Malam
itu, setelah makan malam sekitar seratus
orang murid-murid yunior perguruan pencak silat itu dikumpulkan di
suatu ruangan yang cukup luas. Ruangan itu merupakan salah satu dari
ruangan-ruangan rumah peristirahatan di daerah Puncak Pass, Bogor.

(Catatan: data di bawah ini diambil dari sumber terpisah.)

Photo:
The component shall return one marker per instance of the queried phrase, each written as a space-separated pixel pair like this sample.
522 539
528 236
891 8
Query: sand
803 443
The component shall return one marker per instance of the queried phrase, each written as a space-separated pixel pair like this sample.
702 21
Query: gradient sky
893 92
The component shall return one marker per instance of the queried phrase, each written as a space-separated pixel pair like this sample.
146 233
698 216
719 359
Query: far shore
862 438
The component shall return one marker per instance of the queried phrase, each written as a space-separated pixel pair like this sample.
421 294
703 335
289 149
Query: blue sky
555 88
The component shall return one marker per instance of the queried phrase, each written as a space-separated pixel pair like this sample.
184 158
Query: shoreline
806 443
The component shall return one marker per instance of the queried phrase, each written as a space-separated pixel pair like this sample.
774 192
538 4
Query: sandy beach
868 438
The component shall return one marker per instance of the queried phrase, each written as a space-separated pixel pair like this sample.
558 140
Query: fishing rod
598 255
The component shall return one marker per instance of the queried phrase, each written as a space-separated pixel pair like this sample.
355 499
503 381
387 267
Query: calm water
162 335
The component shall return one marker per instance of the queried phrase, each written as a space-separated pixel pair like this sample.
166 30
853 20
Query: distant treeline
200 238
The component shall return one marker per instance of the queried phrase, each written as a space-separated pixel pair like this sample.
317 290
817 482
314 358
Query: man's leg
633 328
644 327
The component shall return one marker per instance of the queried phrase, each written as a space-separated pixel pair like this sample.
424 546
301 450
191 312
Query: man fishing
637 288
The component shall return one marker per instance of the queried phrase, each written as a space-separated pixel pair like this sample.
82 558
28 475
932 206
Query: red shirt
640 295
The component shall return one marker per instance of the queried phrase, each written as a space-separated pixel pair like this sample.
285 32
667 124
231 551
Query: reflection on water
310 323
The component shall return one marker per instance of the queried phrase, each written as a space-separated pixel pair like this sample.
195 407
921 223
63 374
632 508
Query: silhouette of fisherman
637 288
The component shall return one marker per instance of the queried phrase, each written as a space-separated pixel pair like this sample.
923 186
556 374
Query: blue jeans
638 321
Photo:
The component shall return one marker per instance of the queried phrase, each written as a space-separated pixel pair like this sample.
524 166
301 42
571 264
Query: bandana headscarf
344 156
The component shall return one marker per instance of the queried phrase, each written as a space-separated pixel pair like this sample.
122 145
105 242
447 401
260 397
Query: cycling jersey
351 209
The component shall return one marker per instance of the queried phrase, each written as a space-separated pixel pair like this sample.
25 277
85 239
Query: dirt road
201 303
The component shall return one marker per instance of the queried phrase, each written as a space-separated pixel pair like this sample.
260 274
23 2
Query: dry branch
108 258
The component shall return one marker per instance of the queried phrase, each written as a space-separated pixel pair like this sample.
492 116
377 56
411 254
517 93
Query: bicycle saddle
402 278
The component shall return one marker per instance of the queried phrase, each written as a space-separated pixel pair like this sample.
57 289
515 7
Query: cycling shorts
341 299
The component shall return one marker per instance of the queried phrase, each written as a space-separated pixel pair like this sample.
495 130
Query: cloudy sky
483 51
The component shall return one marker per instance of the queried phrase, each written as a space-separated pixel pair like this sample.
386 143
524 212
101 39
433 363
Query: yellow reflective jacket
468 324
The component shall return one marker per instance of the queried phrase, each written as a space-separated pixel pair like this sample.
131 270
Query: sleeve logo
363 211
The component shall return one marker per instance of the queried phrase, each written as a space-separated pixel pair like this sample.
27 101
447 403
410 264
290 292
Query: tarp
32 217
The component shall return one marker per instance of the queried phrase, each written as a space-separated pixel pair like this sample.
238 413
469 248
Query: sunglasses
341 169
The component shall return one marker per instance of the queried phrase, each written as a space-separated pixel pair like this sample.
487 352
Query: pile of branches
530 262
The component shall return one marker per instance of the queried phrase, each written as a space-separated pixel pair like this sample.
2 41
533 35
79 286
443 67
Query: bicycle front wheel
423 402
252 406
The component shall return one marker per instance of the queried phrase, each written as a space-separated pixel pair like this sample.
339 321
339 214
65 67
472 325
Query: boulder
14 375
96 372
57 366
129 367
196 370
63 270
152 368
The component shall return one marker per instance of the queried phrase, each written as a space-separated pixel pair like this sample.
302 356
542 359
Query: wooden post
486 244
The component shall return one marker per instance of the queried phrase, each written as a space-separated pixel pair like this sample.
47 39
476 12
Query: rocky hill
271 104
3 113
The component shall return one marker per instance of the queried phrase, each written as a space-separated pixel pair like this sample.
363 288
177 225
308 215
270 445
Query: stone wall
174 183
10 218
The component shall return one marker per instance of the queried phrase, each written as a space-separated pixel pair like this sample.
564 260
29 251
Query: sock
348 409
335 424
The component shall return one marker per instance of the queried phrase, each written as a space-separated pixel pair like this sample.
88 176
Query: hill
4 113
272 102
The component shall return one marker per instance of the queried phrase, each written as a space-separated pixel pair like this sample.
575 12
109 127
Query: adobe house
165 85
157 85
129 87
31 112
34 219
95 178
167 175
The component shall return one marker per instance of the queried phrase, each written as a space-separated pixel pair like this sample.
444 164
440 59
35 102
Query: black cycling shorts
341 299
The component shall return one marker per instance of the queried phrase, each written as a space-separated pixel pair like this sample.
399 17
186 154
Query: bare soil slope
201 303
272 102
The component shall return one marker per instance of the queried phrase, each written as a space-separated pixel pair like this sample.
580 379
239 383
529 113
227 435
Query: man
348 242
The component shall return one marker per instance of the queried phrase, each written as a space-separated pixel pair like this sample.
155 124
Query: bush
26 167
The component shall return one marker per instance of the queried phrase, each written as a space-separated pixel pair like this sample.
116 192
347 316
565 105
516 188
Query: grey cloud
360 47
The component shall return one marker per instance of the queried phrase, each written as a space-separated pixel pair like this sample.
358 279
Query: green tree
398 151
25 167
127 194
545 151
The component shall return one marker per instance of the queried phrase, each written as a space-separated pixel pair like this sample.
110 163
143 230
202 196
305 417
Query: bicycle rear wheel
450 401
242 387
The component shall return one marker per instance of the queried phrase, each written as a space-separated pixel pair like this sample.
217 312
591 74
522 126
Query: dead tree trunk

Waki' salah satu dari murid-murid tersebut. Murid-murid hanya duduk
lesehan di atas tikar-tikar. Murid-murid yunior itu, memang sedang
mengikuti acara penyerahan baju latihan resmi perguruan pencak silat
tersebut. Setelah penyerahan baju latihan resmi tersebut, murid-murid
yunior akan menjalani latihan-latihan bela diri pencak silat dengan
mengenakan seragam latihan atasan putih lengan panjang dan bawahan
celana "gombrong - cingkrang" hitam. Plus, sabuk bela diri
yang masih berwarna putih, tentunya. Tidak seperti hari-hari latihan
sebelumnya, Waki' dan murid-murid yunior - pada tingkat yang
dinamakan Dasar Satu - melakukan latihan pencak silat hanya memakai
pakaian bebas kaos T-shirt dan celana training.
Waki' dan
murid-murid Dasar Satu seluruhnya telah berkumpul di ruangan itu.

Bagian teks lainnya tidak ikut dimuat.